There have been no fluid issues since the shunt was put in place, and the c-diff infection is now resolved (which is great because it can cause flu-like symptoms and weakness which could have impeded Mike’s progress).  Tomorrow, Mike is scheduled to receive some botox injections in his muscles which should relax them and hopefully resolve the spasticity which he has had in his legs and (more recently) his arms.  This should clear the way for more effective physical and occupational therapy, making the effectiveness of the botox a most obvious subject of prayer.

Mike will only be at Marionjoy for another two weeks (as it is now projected).  From there, he will go to a “sub-acute” facility, which does not support some of the needs beyond which Mike has progressed, and where he will continue to receive physical and occupational therapy. After that, Mike could possibly go back to Marionjoy (for therapy relating to more advanced movement and activities) or he could go home (and having a caregiver come in daily to assist him).  Of course, everything depends on Mike’s progress and his needs.  (Keep praying.)
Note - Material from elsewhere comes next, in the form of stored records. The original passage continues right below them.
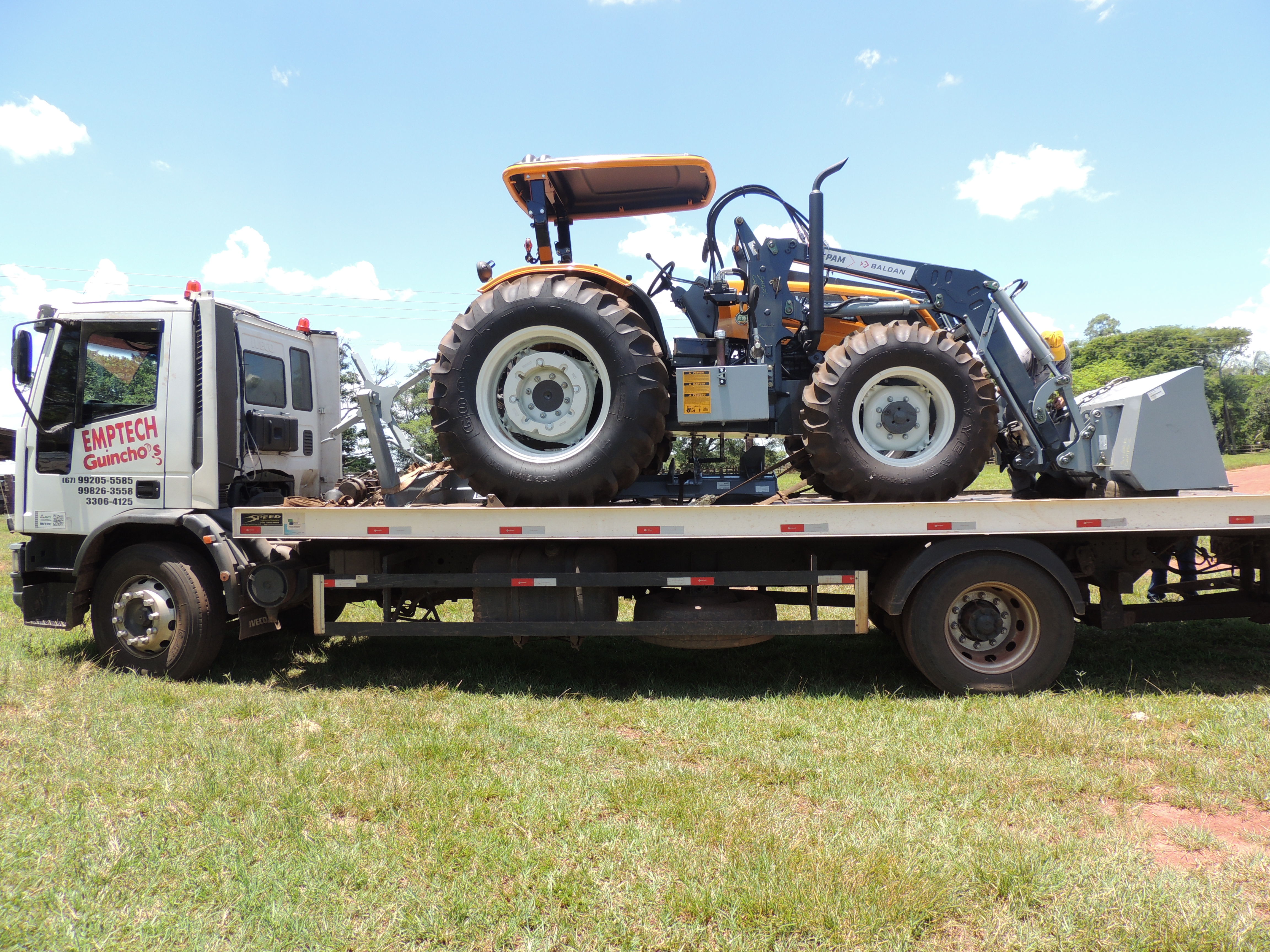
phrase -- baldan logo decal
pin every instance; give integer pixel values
(133, 439)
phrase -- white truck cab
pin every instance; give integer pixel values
(149, 421)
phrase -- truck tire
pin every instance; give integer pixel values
(797, 452)
(180, 633)
(705, 606)
(990, 624)
(900, 413)
(569, 353)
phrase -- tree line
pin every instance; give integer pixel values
(1236, 380)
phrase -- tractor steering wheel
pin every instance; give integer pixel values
(662, 280)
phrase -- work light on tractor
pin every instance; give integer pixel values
(889, 380)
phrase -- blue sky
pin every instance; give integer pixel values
(1114, 153)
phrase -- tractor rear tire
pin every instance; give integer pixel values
(591, 365)
(900, 413)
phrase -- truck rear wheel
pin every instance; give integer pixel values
(900, 413)
(990, 623)
(549, 390)
(158, 608)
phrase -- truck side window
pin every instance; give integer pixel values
(302, 381)
(265, 380)
(121, 372)
(58, 409)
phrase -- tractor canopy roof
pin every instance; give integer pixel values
(614, 186)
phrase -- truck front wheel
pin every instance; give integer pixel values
(158, 608)
(990, 623)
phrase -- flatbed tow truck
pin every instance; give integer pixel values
(178, 468)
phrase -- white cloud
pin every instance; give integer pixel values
(39, 129)
(355, 281)
(1005, 183)
(107, 281)
(399, 357)
(26, 293)
(868, 99)
(1252, 315)
(246, 261)
(667, 242)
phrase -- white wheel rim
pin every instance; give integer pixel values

I feel compelled to mention this, so please forgive me, but some may have wondered about the reduced frequency of updates.  The problems (I think) are mainly two: First, the ICU atmosphere, and the constant oversight of Mike in the ICU by nurses to whom we had direct access 24/7, really allowed for a free-flow of lots of information.  In the physical therapy environment, the nurses who care for Mike daily, and who are available for questions, are not the therapists who have the answers about Mike’s progress.  (And, of course, the therapists are not with him constantly.) So, there are certain practical difficulties of getting information and of just how much information is available.  (I myself often do not know how things are going day-to-day.)

The second problem is really a good problem to have, which I would summarize (maybe badly) this way: the better a person gets, the less obvious (in some ways) the progress becomes, and the harder it is to pass on.  When Mike was fighting for his life, every single response and every inch of movement was truly a milestone, and something to be eagerly reported.  These were changes (in a way) from nothing to something, and so the changes were qualitatively infinite.  Now that Mike is in therapy (thank God!), every movement does not now represent what they once did.  Rather, we are looking at subtle improvements in strength and range of motion, which are harder to identify and quantify, and, so, harder to report.

I know that you probably will have guessed all of this, but I wanted to say it because the reduced frequency of updates to you has bothered me.  We know that you are faithful in prayer (thank you!).  Be encouraged to remain fervent.  Prayer has brought Mike to where he is, to where he is praying with us.